Here’s a sample BeginReceive() method call:

sock.BeginReceive(data, 0, data.Length, SocketFlags.None,
new AsyncCallback(ReceivedData), sock);
The BeginReceive() method passes the original socket to the EndReceive() method so that it can re-create the socket for the AsyncCallback method. The AsyncCallback method used for the EndReceive() method would look like this:

void ReceivedData(IAsyncResult iar)
Socket remote = (Socket)iar.AsyncState;
int recv = remote.EndReceive(iar);
string receivedData = Encoding.ASCII.GetString(data, 0, recv);
You see the same AsyncCallback behavior again: the first statement recreates the original socket from the IAsyncResult object. The second statement uses the socket to finish the socket receive, via the EndReceive() method call. Incoming data is placed in the data buffer specified in the corresponding BeginReceive() method call. To access the data buffer from the AsyncCallback method, you must ensure that it is accessible from both methods (such as using a global variable or data class).

The BeginReceiveFrom() and EndReceiveFrom() Methods
The BeginReceiveFrom() method accepts data from any remote host on a connectionless socket. Here is the format:

IAsyncResult BeginReceiveFrom(byte[] buffer, int offset, int size,
SocketFlags sockflag, ref EndPoint ep, AsyncCallback callback, object state)
Notice that the BeginReceiveFrom() method is similar to the BeginReceive() method, except that it specifies a reference to an EndPoint object. The EndPoint object defines the remote host IP address and port number that sent the data.

Warning Remember that the BeginReceiveFrom() method uses a reference to an EndPoint object, not the object itself.

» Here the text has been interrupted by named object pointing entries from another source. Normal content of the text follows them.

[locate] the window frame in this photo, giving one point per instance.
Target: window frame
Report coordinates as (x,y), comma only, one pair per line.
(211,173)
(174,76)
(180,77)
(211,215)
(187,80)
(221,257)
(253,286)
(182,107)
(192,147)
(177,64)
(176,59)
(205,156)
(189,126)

It’s easy to forget that ref keyword and thus have a problem on your hands.

A sample BeginReceiveFrom() method would look like this:

sock.BeginReceive(data, 0, data.Length, SocketFlags.None, ref iep, new AsyncCallback(ReceiveData), sock);
The corresponding EndReceiveFrom() method is placed in the appropriate AsyncCallback method:

void ReceiveData(IasyncResult iar)
Socket remote = (Socket)iar.AsyncState;
int recv = remote.EndReceiveFrom(iar);
string stringData = Encoding.ASCII.GetString(data, 0, recv);
The EndReceiveFrom() method returns the number of bytes read from the socket and places the received data in the data buffer defined in the BeginReceiveFrom() method. Again, if you need to access this data within the AsyncCallback method, you should ensure that the data buffer is accessible from both methods.